Using the values of LAGDISTANCE=7 and MAXLAGS=10 computed previously, rerun PROC VARIOGRAM without the NOVARIOGRAM option in order to compute the empirical semivariogram. You specify the CL option in the COMPUTE statement to calculate the 95% confidence limits for the classical semivariance. The section COMPUTE Statement describes how to use the ALPHA= option to specify a different confidence level.

Also, you can request a robust version of the semivariance with the ROBUST option in the COMPUTE statement. PROC VARIOGRAM produces a plot that shows both the classical and the robust empirical semivariograms. See the details of the PLOTS option to specify different instances of plots of the empirical semivariogram. The following statements implement the preceding requests:

proc variogram data=thick outv=outv; compute lagd=7 maxlag=10 cl robust; coordinates xc=East yc=North; var Thick; run;

Figure 102.6 displays the PROC VARIOGRAM output empirical semivariogram table for the preceding statements.

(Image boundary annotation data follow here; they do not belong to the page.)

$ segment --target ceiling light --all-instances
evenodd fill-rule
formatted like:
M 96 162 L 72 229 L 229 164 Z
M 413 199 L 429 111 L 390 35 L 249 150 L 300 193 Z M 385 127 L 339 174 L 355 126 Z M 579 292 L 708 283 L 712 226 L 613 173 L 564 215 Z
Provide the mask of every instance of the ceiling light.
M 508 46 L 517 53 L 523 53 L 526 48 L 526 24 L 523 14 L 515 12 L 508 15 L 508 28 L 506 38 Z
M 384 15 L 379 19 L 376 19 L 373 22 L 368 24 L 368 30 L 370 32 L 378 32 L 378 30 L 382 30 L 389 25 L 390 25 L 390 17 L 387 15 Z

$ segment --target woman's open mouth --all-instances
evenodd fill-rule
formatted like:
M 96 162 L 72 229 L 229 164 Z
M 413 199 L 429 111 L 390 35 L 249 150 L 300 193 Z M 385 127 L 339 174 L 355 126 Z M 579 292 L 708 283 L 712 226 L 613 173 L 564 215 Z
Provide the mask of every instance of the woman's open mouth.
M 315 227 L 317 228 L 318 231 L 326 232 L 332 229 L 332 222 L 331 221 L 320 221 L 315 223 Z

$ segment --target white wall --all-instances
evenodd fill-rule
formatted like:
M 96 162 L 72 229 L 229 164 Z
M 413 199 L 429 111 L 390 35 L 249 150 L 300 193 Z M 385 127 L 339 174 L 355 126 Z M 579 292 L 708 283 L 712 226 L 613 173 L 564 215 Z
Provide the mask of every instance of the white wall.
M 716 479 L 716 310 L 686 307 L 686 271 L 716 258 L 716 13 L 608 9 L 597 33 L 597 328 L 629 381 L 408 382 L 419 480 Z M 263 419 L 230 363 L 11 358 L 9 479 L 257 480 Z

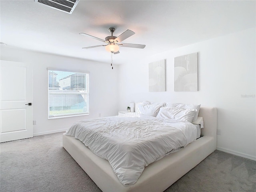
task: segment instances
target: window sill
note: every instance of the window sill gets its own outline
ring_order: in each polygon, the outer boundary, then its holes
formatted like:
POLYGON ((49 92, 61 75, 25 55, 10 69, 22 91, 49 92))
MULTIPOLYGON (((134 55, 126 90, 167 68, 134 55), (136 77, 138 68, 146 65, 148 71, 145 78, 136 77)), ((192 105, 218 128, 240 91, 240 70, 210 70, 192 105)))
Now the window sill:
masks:
POLYGON ((89 113, 86 113, 83 114, 77 114, 76 115, 65 115, 63 116, 57 116, 56 117, 48 117, 48 119, 58 119, 60 118, 66 118, 66 117, 77 117, 78 116, 84 116, 85 115, 88 115, 89 113))

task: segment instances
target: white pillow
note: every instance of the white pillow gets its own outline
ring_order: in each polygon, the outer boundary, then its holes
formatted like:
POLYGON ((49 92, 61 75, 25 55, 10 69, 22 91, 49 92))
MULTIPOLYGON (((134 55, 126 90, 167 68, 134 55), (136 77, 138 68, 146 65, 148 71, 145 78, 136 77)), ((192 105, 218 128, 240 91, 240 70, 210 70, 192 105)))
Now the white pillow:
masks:
POLYGON ((162 107, 165 106, 166 105, 166 103, 163 102, 163 103, 154 103, 153 102, 150 102, 150 101, 144 101, 143 102, 141 102, 140 103, 136 103, 135 104, 135 112, 138 113, 141 113, 139 112, 140 110, 138 108, 138 106, 139 105, 141 104, 145 104, 145 105, 161 105, 162 107))
POLYGON ((137 112, 150 116, 156 117, 162 107, 161 105, 138 104, 137 112))
POLYGON ((139 104, 144 104, 146 105, 162 105, 162 107, 165 107, 166 105, 166 103, 162 102, 162 103, 155 103, 154 102, 150 102, 148 101, 144 101, 142 103, 138 103, 139 104))
POLYGON ((192 123, 196 125, 200 125, 201 128, 204 128, 204 119, 203 117, 198 117, 197 119, 193 121, 192 123))
POLYGON ((163 107, 160 108, 156 117, 163 119, 187 121, 192 122, 197 110, 172 107, 163 107))
POLYGON ((197 111, 193 118, 193 121, 196 121, 198 116, 198 113, 200 109, 200 104, 198 105, 195 104, 185 104, 184 103, 167 103, 166 106, 166 107, 172 107, 178 108, 184 108, 185 109, 196 109, 197 111))

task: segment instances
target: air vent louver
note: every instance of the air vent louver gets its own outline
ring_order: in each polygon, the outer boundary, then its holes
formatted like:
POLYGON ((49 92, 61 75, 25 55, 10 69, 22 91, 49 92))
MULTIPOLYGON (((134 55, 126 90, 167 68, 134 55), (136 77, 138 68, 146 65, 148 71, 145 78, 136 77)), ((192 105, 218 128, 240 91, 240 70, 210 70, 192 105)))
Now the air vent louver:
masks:
POLYGON ((71 14, 79 0, 35 0, 39 3, 55 9, 71 14))

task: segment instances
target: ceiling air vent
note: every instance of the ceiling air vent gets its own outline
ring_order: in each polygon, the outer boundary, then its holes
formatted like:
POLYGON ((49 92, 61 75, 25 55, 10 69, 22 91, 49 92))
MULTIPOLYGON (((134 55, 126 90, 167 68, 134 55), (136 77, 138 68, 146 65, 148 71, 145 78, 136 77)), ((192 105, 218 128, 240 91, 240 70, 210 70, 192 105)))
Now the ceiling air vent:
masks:
POLYGON ((78 0, 35 0, 35 2, 71 14, 78 0))

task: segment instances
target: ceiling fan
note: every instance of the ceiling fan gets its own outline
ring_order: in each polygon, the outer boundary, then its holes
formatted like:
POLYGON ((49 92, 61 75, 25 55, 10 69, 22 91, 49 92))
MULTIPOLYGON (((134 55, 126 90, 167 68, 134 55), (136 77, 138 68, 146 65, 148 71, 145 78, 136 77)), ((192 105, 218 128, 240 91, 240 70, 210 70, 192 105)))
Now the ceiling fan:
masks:
POLYGON ((104 42, 107 44, 105 45, 96 45, 95 46, 92 46, 90 47, 83 47, 83 49, 90 49, 90 48, 94 48, 94 47, 101 47, 102 46, 105 46, 106 50, 107 51, 111 52, 114 54, 119 53, 119 46, 131 47, 132 48, 139 48, 143 49, 144 48, 145 45, 140 45, 139 44, 131 44, 129 43, 121 43, 121 42, 125 39, 127 39, 128 37, 130 37, 132 35, 134 35, 135 33, 130 30, 128 30, 124 32, 123 33, 116 37, 113 36, 113 33, 116 30, 116 29, 113 27, 110 27, 108 29, 109 32, 111 33, 111 36, 108 36, 104 40, 100 38, 98 38, 94 36, 92 36, 88 34, 84 33, 79 33, 80 34, 84 36, 87 36, 96 39, 102 42, 104 42))

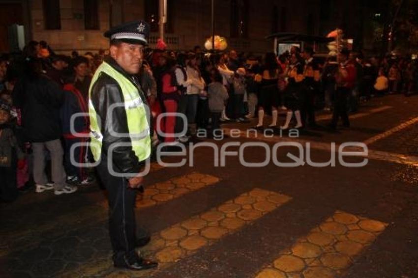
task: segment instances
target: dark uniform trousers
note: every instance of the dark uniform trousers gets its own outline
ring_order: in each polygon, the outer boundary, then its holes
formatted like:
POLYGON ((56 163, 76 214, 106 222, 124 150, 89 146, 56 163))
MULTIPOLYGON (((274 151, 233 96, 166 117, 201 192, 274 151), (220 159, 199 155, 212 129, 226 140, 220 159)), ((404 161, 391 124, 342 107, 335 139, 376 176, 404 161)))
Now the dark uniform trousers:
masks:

The table displays a total of eleven lag classes, even though you specified MAXLAGS=10. The VARIOGRAM procedure always includes a zero lag class in the computations in addition to the MAXLAGS classes you request with the MAXLAGS= option. Hence, semivariance is actually computed at MAXLAGS+1 lag classes; see the section Distance Classification for more details.

Figure 102.6: Output Table for the Empirical Semivariogram Analysis

Spatial Correlation Analysis with PROC VARIOGRAM |

The VARIOGRAM Procedure

Dependent Variable: Thick

Empirical Semivariogram | |||||||
---|---|---|---|---|---|---|---|

Lag Class |
Pair Count |
Average Distance |
Semivariance | ||||

Robust | Classical | Standard Error |
95% Confidence Limits | ||||

0 | 7 | 2.64 | 0.028 | 0.034 | 0.018 | 0 | 0.069 |

1 | 82 | 7.29 | 0.210 | 0.394 | 0.061 | 0.273 | 0.514 |

2 | 138 | 14.16 | 1.008 | 1.179 | 0.142 | 0.901 | 1.458 |

3 | 169 | 21.08 | 3.018 | 2.799 | 0.304 | 2.202 | 3.396 |

4 | 205 | 27.93 | 4.811 | 4.602 | 0.455 | 3.711 | 5.493 |

5 | 213 | 35.17 | 5.990 | 5.928 | 0.574 | 4.802 | 7.054 |

6 | 214 | 42.20 | 8.104 | 7.518 | 0.727 | 6.094 | 8.943 |

7 | 250 | 48.78 | 7.533 | 7.221 | 0.646 | 5.955 | 8.487 |

8 | 247 | 56.16 | 8.066 | 7.195 | 0.647 | 5.926 | 8.464 |

9 | 281 | 62.89 | 8.279 | 6.845 | 0.577 | 5.713 | 7.976 |

10 | 250 | 69.93 | 8.144 | 6.358 | 0.569 | 5.243 | 7.472 |

Figure 102.7 shows both the classical and robust empirical semivariograms. In addition, the plot features the approximate 95% confidence
limits for the classical semivariance. The figure exhibits a typical behavior of the computed semivariance uncertainty, where
in general the variance increases with distance from the origin at `Distance`

=0.

Figure 102.7: Classical and Robust Empirical Semivariograms for Coal Seam Thickness Data

The needle plot in the lower part of the Figure 102.7 provides the number of pairs that were used in the computation of the empirical semivariance for each lag class shown. In
general, this is a pairwise distribution that is different from the distribution depicted in Figure 102.4. First, the number of pairs shown in the needle plot depends on the particular criteria you specify in the COMPUTE statement of PROC VARIOGRAM. Second, the distances shown for each lag on the `Distance`

axis are not the midpoints of the lag classes as in the pairwise distances plot, but rather the average distance from the
origin `Distance`

=0 of all pairs in a given lag class.